Stupid question: did you change the router in any way? Did it self-update or anything?

----------

## AliasXZ

Nope, i installed the wireless card, it worked fine. When I tried to use it the other night it kept saying "Associate with AP timed out" and the rest you can see from the output above. It just doesn't make any sense, the only thing that comes to my mind is that the firmware I'm using doesn't properly support my card...

I am going to play around with it a bit more this weekend, so I will post more details

----------

## d2_racing

Unplug the power on your router for 30 sec and retry.

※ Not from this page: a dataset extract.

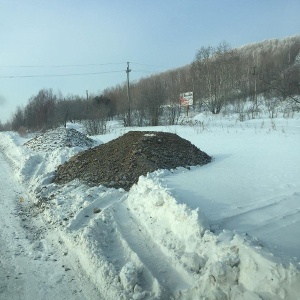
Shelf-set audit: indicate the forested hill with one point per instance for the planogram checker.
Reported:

It will do a clean reset, but no need to reconfigure your router.

----------

## AliasXZ

Ok, i just did a reinstall of everything in net-wireless/, redownloaded the same firwmare, installed it using b43-fwcuter and it now works...

That just doesn't make any sense...

----------

## DONAHUE

was a kernel update/upgrade involved

----------

## AliasXZ

no, everything was left the same, just a reinstall of the firmware and wireless tools/wpa_supplicant

----------

## DONAHUE

sorry, I was wondering if there was a kernel update at the time of the problem starting?

----------

## d2_racing

When you update your kernel, always remember to reemerge your firmware.

----------

## AliasXZ

 *d2_racing wrote:*   

> When you update your kernel, always remember to reemerge your firmware.

 

Yeah I know, I did the update to 2631r10 before I installed wireless

cheers for replies

----------